Companies like Floship and Shipwire connect third-party logistics firms and couriers to provide warehousing, fulfillment and shipping services. Project creators are able to tailor the delivery of their packages to their needs with a choice of regional, national, and international postal carriers.
Customs and Taxes
Shipping orders to backers in the European Union adds another layer of complexity to the fulfillment process. Import taxes, customs duties, brokerage fees and a 21 per cent value-added tax should be factored into pledge tiers and the total funding goal of campaigns. (Remember that the total cost of shipping may vary within the EU itself.) If you don’t account for all of the costs ahead of time, you risk aggrieving backers, who are likely to bear the costs of an ill-executed EU shipping strategy.
“As a US-based company doing a Kickstarter, it’s great to be able to offer products to international customers,” de Brun says. “And it’s good to offer them at a reasonable shipping cost. International customers have to deal with import duties, sometimes taxes, and if you have big shipping costs on top of that, it’s a turnoff for a lot of people.”
De Brun says affordable worldwide shipping costs is a key part of his company ethos. “We offer free shipping to domestic customers, which is built into our carrying costs. We extend that in a way to our international customers by subsidising the shipping cost they end up paying.”
Most project creators will choose to ship from within the EU to minimize the costs borne by backers, typically partnering with in-country or region-specific fulfillment centers like Amazon.de, Nift, and Spiral Galaxy, to name a few. Click here for a more detailed guide to making your project EU-friendly.
Communicating with Backers
Many queries from backers will pop up during the fulfillment process.

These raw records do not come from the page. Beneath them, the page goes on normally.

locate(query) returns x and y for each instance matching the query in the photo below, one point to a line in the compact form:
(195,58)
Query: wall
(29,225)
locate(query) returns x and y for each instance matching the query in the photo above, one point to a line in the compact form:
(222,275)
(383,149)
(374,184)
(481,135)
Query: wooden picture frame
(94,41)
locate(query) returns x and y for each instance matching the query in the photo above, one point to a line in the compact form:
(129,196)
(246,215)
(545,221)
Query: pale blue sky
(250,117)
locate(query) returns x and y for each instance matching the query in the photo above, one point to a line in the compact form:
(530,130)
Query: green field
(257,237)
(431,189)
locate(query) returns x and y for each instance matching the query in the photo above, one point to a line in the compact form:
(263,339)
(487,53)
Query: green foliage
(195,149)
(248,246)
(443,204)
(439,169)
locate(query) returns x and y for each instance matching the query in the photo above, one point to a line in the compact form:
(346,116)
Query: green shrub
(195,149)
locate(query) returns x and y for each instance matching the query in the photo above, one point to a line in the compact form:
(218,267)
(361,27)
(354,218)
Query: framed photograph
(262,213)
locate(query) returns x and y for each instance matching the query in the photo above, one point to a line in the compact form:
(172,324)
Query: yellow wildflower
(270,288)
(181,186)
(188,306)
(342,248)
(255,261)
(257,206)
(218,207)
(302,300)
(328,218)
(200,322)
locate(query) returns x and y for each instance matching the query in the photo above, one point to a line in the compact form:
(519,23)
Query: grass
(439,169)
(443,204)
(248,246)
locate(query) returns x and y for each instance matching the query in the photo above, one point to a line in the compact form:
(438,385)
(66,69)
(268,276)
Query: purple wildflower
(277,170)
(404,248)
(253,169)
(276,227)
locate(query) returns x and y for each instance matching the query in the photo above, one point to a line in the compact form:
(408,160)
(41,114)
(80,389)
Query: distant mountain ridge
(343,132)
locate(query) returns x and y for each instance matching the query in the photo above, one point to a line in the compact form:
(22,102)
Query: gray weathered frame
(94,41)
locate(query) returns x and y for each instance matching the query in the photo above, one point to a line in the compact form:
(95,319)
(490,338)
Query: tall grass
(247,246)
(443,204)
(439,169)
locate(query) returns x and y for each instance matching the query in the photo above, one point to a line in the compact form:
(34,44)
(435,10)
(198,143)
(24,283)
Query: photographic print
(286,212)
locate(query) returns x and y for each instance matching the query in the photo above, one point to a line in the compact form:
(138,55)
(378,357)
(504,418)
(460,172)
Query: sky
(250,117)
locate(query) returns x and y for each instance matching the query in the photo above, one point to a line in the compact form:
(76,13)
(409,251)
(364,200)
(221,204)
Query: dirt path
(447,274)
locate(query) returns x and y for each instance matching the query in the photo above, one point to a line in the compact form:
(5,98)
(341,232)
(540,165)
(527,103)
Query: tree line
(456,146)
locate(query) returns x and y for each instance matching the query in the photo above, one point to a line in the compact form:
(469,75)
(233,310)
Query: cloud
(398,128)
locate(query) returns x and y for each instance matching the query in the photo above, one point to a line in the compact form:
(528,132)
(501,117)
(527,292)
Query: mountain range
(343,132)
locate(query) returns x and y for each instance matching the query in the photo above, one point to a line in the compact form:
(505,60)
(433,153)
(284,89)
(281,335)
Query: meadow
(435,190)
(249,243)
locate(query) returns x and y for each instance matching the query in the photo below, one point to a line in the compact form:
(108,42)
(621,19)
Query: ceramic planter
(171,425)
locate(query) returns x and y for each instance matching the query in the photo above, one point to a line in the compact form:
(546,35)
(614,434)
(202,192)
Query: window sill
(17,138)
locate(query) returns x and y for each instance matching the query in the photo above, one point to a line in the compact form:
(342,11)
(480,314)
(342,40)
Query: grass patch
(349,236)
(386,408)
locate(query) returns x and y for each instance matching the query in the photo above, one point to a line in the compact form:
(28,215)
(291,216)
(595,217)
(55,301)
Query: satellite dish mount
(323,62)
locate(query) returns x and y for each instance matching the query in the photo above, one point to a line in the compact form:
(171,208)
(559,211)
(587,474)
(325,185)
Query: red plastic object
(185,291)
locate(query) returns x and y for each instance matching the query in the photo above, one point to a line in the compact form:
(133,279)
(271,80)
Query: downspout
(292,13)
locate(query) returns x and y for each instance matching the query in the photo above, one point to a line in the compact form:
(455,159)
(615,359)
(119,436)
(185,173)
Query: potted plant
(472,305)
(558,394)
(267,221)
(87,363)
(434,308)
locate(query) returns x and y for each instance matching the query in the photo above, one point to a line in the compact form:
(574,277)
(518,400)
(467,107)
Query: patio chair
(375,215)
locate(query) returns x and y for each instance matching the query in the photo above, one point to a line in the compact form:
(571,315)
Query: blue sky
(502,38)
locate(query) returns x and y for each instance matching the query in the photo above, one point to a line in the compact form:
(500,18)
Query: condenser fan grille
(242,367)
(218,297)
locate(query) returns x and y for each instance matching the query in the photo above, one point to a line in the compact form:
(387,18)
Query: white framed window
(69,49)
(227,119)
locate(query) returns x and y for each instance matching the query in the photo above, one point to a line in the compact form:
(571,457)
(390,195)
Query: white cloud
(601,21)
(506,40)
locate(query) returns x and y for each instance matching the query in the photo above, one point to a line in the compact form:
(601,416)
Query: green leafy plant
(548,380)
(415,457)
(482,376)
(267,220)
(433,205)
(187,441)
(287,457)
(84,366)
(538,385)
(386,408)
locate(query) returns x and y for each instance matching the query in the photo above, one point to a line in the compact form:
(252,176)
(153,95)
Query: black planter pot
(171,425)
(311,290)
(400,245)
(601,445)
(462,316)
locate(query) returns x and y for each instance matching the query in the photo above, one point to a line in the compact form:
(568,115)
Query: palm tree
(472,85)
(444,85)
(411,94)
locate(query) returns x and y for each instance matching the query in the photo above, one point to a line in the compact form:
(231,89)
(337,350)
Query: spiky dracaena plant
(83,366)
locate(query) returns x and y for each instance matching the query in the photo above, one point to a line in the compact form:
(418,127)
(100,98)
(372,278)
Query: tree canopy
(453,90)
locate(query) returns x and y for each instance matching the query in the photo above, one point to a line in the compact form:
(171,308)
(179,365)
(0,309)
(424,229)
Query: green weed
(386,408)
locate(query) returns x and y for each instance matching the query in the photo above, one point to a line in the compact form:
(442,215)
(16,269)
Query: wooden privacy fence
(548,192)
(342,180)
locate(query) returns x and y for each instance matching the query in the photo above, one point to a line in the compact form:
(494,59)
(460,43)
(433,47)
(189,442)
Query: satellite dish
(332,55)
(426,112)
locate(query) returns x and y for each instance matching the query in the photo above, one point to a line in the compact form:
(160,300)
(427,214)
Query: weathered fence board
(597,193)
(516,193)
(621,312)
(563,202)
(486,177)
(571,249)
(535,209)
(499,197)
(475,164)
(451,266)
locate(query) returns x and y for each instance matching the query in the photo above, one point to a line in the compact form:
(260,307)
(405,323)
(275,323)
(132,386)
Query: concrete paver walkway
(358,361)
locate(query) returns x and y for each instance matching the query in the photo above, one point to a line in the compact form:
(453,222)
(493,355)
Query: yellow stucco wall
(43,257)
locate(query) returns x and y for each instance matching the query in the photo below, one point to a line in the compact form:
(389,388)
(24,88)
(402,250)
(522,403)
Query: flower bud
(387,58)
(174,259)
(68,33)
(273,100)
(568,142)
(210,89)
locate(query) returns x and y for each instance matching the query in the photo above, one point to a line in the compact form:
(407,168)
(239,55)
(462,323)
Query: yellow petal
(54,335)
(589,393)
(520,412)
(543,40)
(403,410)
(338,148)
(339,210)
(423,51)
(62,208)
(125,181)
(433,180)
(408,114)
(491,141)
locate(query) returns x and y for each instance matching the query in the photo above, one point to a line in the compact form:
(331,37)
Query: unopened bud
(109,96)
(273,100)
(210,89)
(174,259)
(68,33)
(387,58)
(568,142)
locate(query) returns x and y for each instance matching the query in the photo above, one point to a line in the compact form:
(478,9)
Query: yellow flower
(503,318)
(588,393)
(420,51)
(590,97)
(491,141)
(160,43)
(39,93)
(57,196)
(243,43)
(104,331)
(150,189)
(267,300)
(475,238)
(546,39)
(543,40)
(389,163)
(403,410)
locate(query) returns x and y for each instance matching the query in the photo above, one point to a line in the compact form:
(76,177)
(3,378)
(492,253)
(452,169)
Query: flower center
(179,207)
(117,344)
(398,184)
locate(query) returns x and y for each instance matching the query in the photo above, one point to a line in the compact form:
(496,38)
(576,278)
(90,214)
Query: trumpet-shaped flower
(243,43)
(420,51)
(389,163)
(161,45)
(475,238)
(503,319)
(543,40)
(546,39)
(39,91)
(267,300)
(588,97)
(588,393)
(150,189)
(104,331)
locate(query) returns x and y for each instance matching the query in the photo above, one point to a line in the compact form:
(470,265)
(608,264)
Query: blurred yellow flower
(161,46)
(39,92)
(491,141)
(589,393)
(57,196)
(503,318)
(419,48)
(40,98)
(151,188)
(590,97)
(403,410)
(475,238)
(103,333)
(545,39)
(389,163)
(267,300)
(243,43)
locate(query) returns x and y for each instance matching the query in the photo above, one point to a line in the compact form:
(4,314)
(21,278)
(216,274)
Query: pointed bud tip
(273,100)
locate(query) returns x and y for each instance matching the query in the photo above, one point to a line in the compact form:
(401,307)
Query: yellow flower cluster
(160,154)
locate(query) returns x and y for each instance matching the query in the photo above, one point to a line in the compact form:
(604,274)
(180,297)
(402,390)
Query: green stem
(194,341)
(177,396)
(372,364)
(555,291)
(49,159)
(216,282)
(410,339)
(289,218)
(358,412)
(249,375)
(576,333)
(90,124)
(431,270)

Wu says she received and responded to queries from backers through BackerKit, direct emails, as well as comments on the project’s Kickstarter campaign page and Indiegogo InDemand page. She says swift responses are a great way to maintain goodwill and trust between project creators and backers, but cautions against flooding backers with project updates unless it’s important. You might want to consider a project update if there are unforeseen delays in the manufacturing process.
“We responded to comments daily,” Wu says. “But it wasn’t necessary to post too many updates all the time unless it’s a big announcement or it affects a lot of people. We’ve only written 19 updates from the start of our campaign through to fulfillment.” Posting a project update often triggers a new wave of backer comments and emails which creates work for whoever has to respond to backer messages. The BackerKit support team often coordinates with larger projects to time updates so that the staff is ready to handle the support inquiries.

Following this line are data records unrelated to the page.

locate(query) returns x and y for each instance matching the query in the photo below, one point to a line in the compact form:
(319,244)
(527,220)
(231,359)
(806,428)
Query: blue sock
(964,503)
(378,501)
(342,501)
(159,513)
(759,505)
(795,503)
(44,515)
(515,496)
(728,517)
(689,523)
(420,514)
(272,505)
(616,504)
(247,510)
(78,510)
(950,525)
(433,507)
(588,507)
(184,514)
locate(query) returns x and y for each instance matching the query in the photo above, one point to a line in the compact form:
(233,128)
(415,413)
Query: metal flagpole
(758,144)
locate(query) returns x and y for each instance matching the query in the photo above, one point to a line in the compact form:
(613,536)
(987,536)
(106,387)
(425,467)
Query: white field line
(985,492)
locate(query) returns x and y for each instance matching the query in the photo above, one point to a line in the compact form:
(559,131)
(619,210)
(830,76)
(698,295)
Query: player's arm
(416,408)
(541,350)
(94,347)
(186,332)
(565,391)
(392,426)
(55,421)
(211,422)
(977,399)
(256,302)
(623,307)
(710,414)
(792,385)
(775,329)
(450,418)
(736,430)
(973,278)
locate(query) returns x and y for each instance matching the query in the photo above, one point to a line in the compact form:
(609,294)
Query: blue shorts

Learning from Past Campaigns
With six campaigns under its belt, it’s unsurprising that GIR runs a pretty tight ship. “We’ve shipped 5,000 packages in the three weeks before Christmas, and 95% arrived in time with the right items in them,” Brian says. “From that perspective, there’s not a whole lot we could do better.” However, he does see room for improvement on international shipping. “It would be nice to find a way to account more granularly for lost packages or difficult places to ship to,” he says. “I think we can better at it over time.”
Meanwhile, Redshift’s de Brun is keen to explore options for warehousing in the future. “Having done two campaigns, a lot of fulfillment, customer service, and shipping, we would keep much of our approach the same,” he said. “But as we grow our business and shift more items internationally, we’re looking for ways to end up warehousing in places where we have a density of shipments, so we can eliminate duties. Ultimately we want to save everyone money in the long run.”